Classic Crepes with Berries and Lemon, with a stack of crepes at the back

For these Vegetarian Savoury Crepes, I recommend Gruyere or Emmental, but any cheese that melts well is best – Cheddar will add some sharpness, shredded mozzarella is less offensive. Use whatever is best for you! I use Dijon mustard as it adds a little heat that gives major Croque Monsieur vibes!

You could add so many other ingredients to these crepes to amp them up and suit your taste, such as ham, other greens, different cheeses, mushrooms, grilled tomatoes, pesto… it’s a great vessel for all your favourite things!

Vegetarian Savoury Crepes filled with spinach, cheese and egg

The Best Vegetarian Savoury Crepes (with basic crepe recipe)

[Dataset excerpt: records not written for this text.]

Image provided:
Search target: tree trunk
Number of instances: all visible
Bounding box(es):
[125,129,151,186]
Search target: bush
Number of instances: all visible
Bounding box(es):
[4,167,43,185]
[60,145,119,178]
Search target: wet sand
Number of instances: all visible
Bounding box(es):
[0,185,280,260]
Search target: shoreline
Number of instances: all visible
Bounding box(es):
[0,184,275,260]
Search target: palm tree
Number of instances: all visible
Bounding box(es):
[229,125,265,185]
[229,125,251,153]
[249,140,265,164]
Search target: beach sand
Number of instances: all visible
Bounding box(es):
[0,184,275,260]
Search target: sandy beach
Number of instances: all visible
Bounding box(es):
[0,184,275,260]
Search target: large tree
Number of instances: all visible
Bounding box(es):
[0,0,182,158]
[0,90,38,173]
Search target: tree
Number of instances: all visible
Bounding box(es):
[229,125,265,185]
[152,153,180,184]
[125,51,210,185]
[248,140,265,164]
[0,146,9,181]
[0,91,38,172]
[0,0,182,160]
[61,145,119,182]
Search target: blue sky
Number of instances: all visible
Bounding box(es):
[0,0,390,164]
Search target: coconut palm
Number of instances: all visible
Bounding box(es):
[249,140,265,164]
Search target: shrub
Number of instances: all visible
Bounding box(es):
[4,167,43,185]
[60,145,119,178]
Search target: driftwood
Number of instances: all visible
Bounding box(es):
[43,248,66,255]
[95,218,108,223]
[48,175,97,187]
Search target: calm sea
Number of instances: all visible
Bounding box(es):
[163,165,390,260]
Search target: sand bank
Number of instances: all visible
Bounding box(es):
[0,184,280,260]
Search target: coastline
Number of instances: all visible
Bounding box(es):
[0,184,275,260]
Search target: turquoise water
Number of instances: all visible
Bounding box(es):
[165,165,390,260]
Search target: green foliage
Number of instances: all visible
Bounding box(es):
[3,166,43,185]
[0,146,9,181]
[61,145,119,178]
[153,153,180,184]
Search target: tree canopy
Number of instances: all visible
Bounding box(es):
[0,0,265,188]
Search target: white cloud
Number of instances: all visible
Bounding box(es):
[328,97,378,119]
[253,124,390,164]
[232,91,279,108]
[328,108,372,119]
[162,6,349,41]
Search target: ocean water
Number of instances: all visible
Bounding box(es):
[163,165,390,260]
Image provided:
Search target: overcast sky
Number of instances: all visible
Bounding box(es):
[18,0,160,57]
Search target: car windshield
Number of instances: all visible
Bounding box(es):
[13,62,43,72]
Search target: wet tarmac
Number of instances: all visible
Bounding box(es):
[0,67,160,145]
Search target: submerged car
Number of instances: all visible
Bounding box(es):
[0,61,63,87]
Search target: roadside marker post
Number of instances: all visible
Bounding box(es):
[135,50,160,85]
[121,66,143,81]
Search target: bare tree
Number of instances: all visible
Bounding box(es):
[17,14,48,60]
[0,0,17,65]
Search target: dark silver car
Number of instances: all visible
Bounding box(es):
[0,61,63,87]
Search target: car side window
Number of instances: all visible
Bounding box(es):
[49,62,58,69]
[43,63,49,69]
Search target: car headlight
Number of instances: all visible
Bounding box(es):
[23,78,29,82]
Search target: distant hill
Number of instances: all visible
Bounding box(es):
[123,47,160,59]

Makes: 10 Crepes (Serving 2-3 easily)
Prep Time: 15 Minutes
Cook Time: 15 Minutes
Total Time: 30 Minutes

Ingredients

The Basic Crepe Recipe:
– 100g Plain Flour
– 2 Eggs
– 300ml Milk
– 1 Tbsp Melted Butter for frying

Savoury Vegetarian Crepes:
– 10 Eggs (1 per crepe)
– Large Bag Baby Spinach
– Dijon Mustard
– 150g Emmental/Gruyere Cheese
– Salt and Pepper

Method

  1. Put your oven on a low heat: about 100C Fan to keep the crepes warm.
  2. Combine the crepe ingredients in a large bowl and whisk together thoroughly, until lumps are removed. Heat a large frying pan on a med/high heat.
  3. Melt the butter and use a pastry brush to brush a little over the pan before adding about 1/2 cup of batter to the pan. Swirl the pan to coat the base, then cook for about a minute on each side. If the pancake isn’t loose, it may not be ready to flip.
  4. Repeat for all batter, placing crepes on a plate in the oven as you go. Leave these here until ready to serve, or elevate as I suggest next:
  5. While the crepes stay cosy and warm in the oven, cook the eggs – 1 per crepe. Do this by frying on a high heat, then flipping so that both sides are cooked.
  6. On one half of each crepe, add about 1/2 tsp mustard, some baby spinach, a handful of grated cheese, a fried egg and some salt and pepper (Quesadilla style). Fold the untouched half over this and place in the frying pan (still on med/high heat). Let cook for a minute before flipping. Let cook another minute so that the edges crisp and the cheese melts.
  7. Serve by folding again (into quarters) and place on a plate. Add a little more salt and pepper and serve immediately!
Vegetarian Savoury crepes with mustard and cheese.